In preclinical testing, the virus has efficiently eliminated more than 40 types of solid human tumors. GL-ONC1 also carries a unique fusion protein designed to provide non-invasive, real-time imaging capabilities, including tumor diagnosis and localization, microscopic analysis of tumor biopsies, cancer staging and follow-up treatment monitoring. In preclinical testing, GL-ONC1 has shown remarkable effectiveness not only as a single agent therapy (Monotherapy) but also to work synergistically in combination with chemotherapy, radiation therapy as well as monoclonal antibodies.
GL-ONC1 has successfully completed GMP production (Good Manufacturing Practices) of clinical-quality material and is currently being studied in Phase I and Phase I/II clinical trials in human cancer patients. Data from the company’s first-in-man human clinical trial indicate GL-ONC1 is safe at therapeutic dose levels, successfully targets and enters tumors after intravenous injection, and that there are early indications of anti-tumor activity. Additional Phase I/II trials as well as planned Phase II studies will further establish optimal dosing in cancers most responsive to therapy with GL-ONC1.
GL-ONC1 Clinical Results
GL-ONC1 has been evaluated in four completed Phase 1/1b human clinical trials with 89 cancer patients. GL-ONC1 was tested against a wide range of cancer types, with various methods of administration (i.e. intravenously or regionally), either as a single agent therapy or in combination with conventional therapy. There are three (3) important readouts: importantly, these readouts are transferable across different sites, primary investigators, protocols and cancer types!
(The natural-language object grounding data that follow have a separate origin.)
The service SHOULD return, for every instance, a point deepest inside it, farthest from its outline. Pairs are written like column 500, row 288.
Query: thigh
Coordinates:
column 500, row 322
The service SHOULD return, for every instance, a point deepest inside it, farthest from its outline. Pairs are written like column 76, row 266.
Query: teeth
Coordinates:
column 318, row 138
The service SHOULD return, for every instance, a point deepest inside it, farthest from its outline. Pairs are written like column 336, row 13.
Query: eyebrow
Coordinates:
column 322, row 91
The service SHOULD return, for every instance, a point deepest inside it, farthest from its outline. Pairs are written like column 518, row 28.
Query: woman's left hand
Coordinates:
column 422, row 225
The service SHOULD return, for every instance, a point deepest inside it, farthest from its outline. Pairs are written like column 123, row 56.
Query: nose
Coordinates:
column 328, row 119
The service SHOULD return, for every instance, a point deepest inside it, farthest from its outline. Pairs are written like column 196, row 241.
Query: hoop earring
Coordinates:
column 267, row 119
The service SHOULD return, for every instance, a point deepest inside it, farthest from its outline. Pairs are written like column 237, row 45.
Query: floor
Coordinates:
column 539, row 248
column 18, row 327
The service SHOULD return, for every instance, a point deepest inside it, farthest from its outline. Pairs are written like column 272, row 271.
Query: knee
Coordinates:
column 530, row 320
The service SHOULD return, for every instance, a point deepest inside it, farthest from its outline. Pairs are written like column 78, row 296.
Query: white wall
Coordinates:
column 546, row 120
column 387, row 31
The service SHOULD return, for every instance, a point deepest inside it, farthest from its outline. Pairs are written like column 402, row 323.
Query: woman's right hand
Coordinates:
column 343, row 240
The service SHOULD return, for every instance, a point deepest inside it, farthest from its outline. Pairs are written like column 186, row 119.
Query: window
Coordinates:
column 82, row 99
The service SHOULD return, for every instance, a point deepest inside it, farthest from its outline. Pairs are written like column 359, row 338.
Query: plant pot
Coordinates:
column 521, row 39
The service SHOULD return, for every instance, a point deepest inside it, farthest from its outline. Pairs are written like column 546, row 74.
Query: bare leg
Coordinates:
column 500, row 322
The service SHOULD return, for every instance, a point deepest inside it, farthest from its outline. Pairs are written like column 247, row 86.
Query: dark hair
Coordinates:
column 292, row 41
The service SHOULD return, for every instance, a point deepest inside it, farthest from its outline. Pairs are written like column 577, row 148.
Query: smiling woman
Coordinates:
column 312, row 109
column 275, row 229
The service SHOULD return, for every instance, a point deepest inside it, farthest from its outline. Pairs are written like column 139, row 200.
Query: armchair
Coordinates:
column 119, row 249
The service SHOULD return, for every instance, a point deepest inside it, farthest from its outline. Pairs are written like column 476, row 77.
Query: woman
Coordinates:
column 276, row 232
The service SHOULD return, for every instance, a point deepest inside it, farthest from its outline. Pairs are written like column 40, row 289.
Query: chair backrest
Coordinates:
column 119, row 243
(i) Safety. GL-ONC1 is well-tolerated, without significant adverse side effects, without concerns about environmental spread, and without reaching a “Maximum Tolerated Dose”.
(ii) Mechanism of Action. Through clinically-preferred routes of administration, the virus has been delivered successfully to the tumor, infected and selectively killed tumor cells – such as those that establish deadly new metastases, and initiated an anti-tumoral immune response.
(iii) Clinical Benefit. Although the completed Phase 1/1b studies were designed primarily for safety, GL-ONC1 has been shown to have encouraging evidence of efficacy, with anti-tumor activities including tumor reduction/durable stabilization of disease and other documented clinical benefits for patients.